# The Garden of Eden



## YoungOldUn (Apr 12, 2011)

After three weeks in the Garden of Eden, God came to visit Eve. 'So, how is everything going?' inquired God.

'It is all so beautiful, God,' she replied. 'The sunrises and sunsets are breathtaking, the smells, the sights, everything is wonderful, but I have just one problem.

It's these breasts you have given me. The middle one pushes the other two out and I am constantly knocking them with my arms, catching them on branches and snagging them on bushes. They're a real pain.'

And Eve went on to tell God that since many other parts of her body came in pairs, such as her limbs, eyes, ears, etc She felt that having only two breasts might leave her body more 'symmetrically balanced'.

'That's a fair point,' replied God, 'But it was my first shot at this, you know. I gave the animals six breasts, so I figured that you needed only half of those, but I see that you are right. I will fix it up right away.'

And God reached down, removed the middle breast and tossed it into the bushes

Three weeks passed and God once again visited Eve in the Garden of Eden..

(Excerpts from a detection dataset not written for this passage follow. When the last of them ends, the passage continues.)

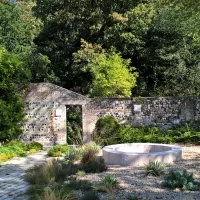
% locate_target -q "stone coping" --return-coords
[103,143,182,166]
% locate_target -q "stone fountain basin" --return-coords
[103,143,182,166]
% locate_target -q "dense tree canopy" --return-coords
[73,40,138,97]
[0,0,200,141]
[34,0,200,96]
[0,48,30,142]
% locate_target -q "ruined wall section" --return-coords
[20,102,66,146]
[83,97,200,139]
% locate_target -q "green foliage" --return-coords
[80,142,101,164]
[81,157,107,173]
[81,190,99,200]
[100,174,120,192]
[127,193,141,200]
[37,187,76,200]
[93,116,200,146]
[144,160,165,176]
[67,106,82,145]
[0,48,30,142]
[93,116,122,146]
[163,169,199,191]
[26,141,43,151]
[65,179,92,190]
[0,1,41,52]
[76,170,86,177]
[48,144,68,157]
[65,148,81,162]
[74,40,138,97]
[25,160,78,185]
[0,140,41,163]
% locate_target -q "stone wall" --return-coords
[20,102,66,146]
[20,83,87,146]
[84,97,200,139]
[21,83,200,146]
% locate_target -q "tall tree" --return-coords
[74,40,138,97]
[0,0,52,82]
[0,48,30,142]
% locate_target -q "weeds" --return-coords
[144,160,165,176]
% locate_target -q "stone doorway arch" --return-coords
[20,83,88,146]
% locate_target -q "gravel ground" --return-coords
[79,145,200,200]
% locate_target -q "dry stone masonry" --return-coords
[21,83,200,146]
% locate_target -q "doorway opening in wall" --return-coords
[66,105,83,145]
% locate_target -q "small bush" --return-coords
[100,174,119,192]
[81,190,99,200]
[65,179,92,190]
[48,144,68,157]
[25,160,78,185]
[80,142,101,163]
[25,162,55,185]
[81,157,107,173]
[76,170,85,176]
[65,148,81,162]
[0,140,26,162]
[92,116,122,146]
[127,193,141,200]
[38,187,76,200]
[144,160,165,176]
[163,170,198,191]
[26,141,43,151]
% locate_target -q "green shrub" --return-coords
[37,187,76,200]
[65,179,92,190]
[6,140,26,150]
[48,144,68,157]
[92,116,122,146]
[25,160,78,185]
[76,170,85,176]
[127,193,141,200]
[0,140,27,162]
[163,169,198,191]
[99,174,119,199]
[81,157,107,173]
[144,160,165,176]
[93,116,200,145]
[81,190,99,200]
[26,141,43,151]
[80,142,101,163]
[100,174,119,192]
[67,106,83,145]
[65,148,81,162]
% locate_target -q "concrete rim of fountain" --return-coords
[103,143,182,166]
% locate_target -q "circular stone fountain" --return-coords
[103,143,182,166]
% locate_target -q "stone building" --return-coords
[21,83,200,146]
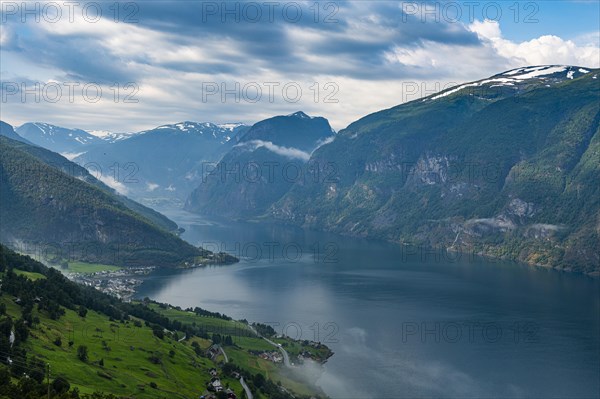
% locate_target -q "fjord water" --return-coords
[137,211,600,398]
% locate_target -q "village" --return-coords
[65,267,155,301]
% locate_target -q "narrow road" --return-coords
[219,346,229,363]
[240,377,254,399]
[262,337,292,367]
[248,325,292,367]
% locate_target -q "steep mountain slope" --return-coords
[0,137,233,267]
[0,130,180,233]
[0,121,32,144]
[185,112,334,218]
[74,122,248,202]
[0,245,331,399]
[15,122,102,154]
[269,66,600,273]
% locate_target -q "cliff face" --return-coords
[268,66,600,273]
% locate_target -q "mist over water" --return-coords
[137,210,600,398]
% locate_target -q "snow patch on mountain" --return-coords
[236,140,310,161]
[432,65,589,101]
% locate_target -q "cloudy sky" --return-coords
[0,0,600,132]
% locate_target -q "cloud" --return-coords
[0,1,600,133]
[96,173,129,195]
[236,140,310,161]
[468,20,600,68]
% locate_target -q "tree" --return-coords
[77,345,88,362]
[52,377,71,394]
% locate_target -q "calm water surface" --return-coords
[137,211,600,398]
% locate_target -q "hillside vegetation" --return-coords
[0,246,330,399]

'Well, Eve, how is my favourite creation?'

'Just fantastic,' she replied, 'But for one oversight. You see, all the animals are paired off. The ewe has a ram and the cow has her bull. All the animals have a mate except me. I feel so alone.'

God thought for a moment and said, 'You know, Eve, you are right. How could I have overlooked this? You do need a mate and I will immediately create a man from a part of you. Let's see....where did I put that useless Tit?'*

Now doesn't THAT make more sense than all that crap about the rib?


----------



## j8keith (Jun 26, 2009)

:lol: :lol:


----------



## bigdodge (Apr 22, 2012)

:lol: :lol:


----------



## NickG (Aug 15, 2013)

:lol: :lol: :lol:


----------



## jamman (May 6, 2002)

:lol:


----------



## brian1978 (Jul 10, 2013)

:lol:


----------



## basky (May 26, 2009)

:lol: :lol:


----------